This is The Greatest Love Story I’ve seen on film in a long time.
For those of you in the UK who remember Simon Bates’ Our Tune, you could play this soundtrack to enhance the mood I’m going for! For the other 98.5% of you, excuse my digression: this is what I’m on about.
It’s the 1973 in Toronto. Teenager Steve Kudlow (his friends call him ‘Lips’) is a fan of Heavy Metal and a budding guitarist & singer. He walks past a house and hears someone giving a drumkit a pretty serious working over. He is drawn to the sound, and meets Robb, another Metal fan. They form a band together: they call themselves Anvil, and for a while in the 1980s they get big, really big. They tour the world with Bon Jovi, Scorpions and Slayer. They are living the dream.
Except that while those other bands sold gazillions of records, Anvil went home to Toronto. Twenty-five years later Steve delivers meals for a schools catering supplies company, Robb works in construction, and Anvil play gigs in their local bar to a handful of fans. But Steve and Robb never gave up on their dream, their love for metal, and their love for each other.
Anvil! the Story of Anvil is moving, funny, inspiring and often almost heartbreaking.
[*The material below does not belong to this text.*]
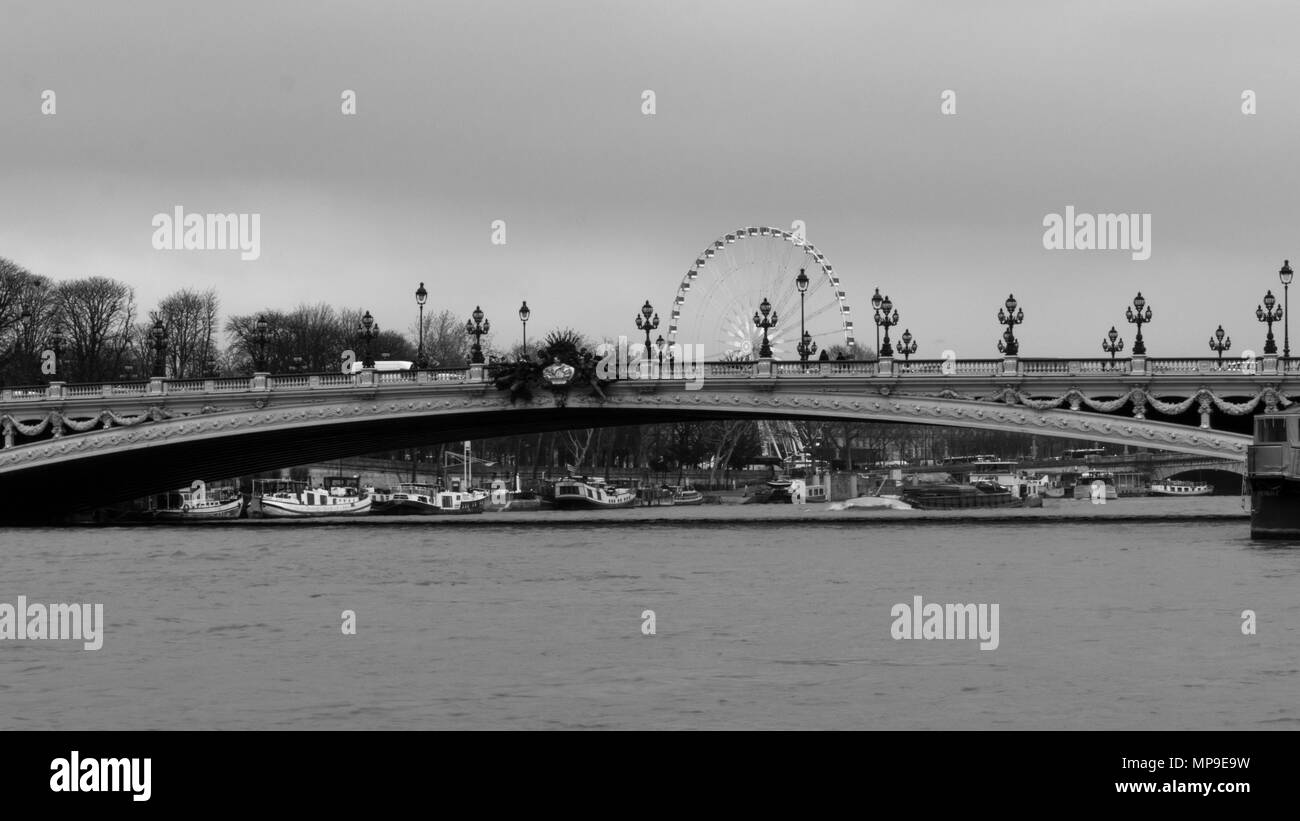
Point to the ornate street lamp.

It documents around a year in the life of the band in 2007. During the film they embark on a European Tour promoted by a manager who is more of a fan than actually having any experience or skills in actually managing a tour; they attend festivals and gigs where they play the graveyard slots in front of a handful of people, and they try to recreate past glories by recording a new album in England, with Lips remortgaging his family home to raise the funds.
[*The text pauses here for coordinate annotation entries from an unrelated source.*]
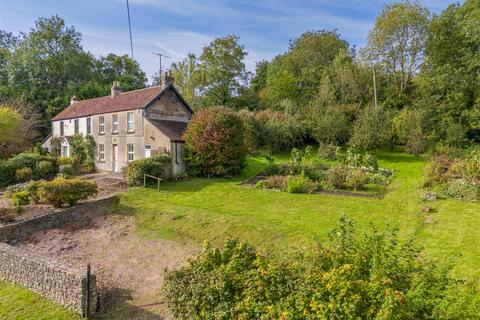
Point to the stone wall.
(53, 280)
(77, 216)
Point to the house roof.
(172, 129)
(131, 100)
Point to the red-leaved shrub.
(215, 143)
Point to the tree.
(47, 64)
(10, 122)
(186, 75)
(122, 69)
(215, 143)
(222, 71)
(295, 74)
(397, 41)
(449, 84)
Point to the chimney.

At almost every turn I despaired of their decision-making, but almost simultaneously marvelled at their persistence and optimism. I wanted to sit them down and give them a stern talking-to, a reality check, but in fact they’re extraordinarily self-aware. Instead I found myself smiling, admiring their positivity despite all the pitfalls and disappointments.
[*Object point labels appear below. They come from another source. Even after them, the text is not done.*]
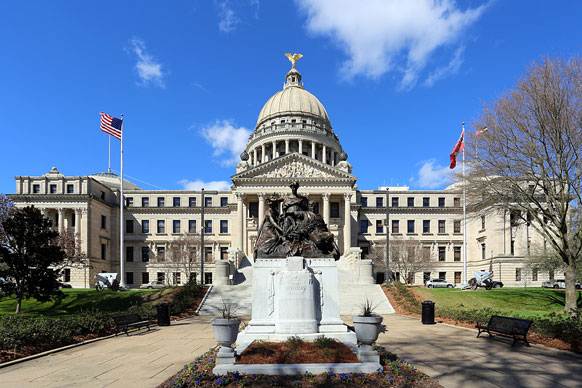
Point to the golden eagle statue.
(294, 58)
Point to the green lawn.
(76, 300)
(530, 302)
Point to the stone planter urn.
(225, 331)
(367, 331)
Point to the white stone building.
(293, 141)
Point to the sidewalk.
(447, 353)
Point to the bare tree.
(530, 161)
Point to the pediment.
(294, 166)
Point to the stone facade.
(293, 141)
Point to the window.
(334, 209)
(426, 226)
(395, 226)
(457, 253)
(442, 226)
(129, 254)
(442, 253)
(364, 226)
(161, 253)
(456, 226)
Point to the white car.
(439, 283)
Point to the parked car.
(439, 283)
(154, 284)
(558, 283)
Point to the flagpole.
(121, 206)
(464, 216)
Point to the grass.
(76, 300)
(529, 302)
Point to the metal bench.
(124, 322)
(512, 327)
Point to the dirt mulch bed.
(532, 336)
(302, 353)
(394, 373)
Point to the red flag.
(458, 147)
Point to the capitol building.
(293, 140)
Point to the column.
(261, 208)
(326, 208)
(241, 219)
(347, 222)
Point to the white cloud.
(380, 36)
(445, 71)
(227, 19)
(198, 184)
(433, 176)
(228, 142)
(148, 70)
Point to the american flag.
(111, 125)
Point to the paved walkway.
(449, 354)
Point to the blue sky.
(396, 77)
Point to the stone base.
(296, 369)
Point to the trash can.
(163, 314)
(428, 312)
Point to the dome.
(293, 100)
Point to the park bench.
(511, 327)
(124, 322)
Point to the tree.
(30, 256)
(530, 161)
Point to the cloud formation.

Despite being in his 50s, Lips dresses, talks and walks like a teenager, racing up to his idols from decades before at obscure European Metal festivals, bounding into meetings with A&R men with barely even the beginnings of a thought-through pitch. His presentations don’t go very far beyond ‘please listen to this. We think it rocks. We hope you do too.’ He borrows money from his family to record a new album (the band’s 13th) in England at vast expense without any idea of whether it will sell.
At times the parallels with Spinal Tap seem almost deliberate: the drummer really is called Robb Reiner and there really is an amp that turns up to 11! But the searing honesty and openness from everyone concerned makes this a tremendously intimate portrait of some wonderful characters.
The music is almost incidental; it certainly shouldn’t discourage anyone from watching this brilliant film. There’s more humanity in the Robb & Lips’ blazing rows and heartfelt reconciliations than in any Hollywood rom-com.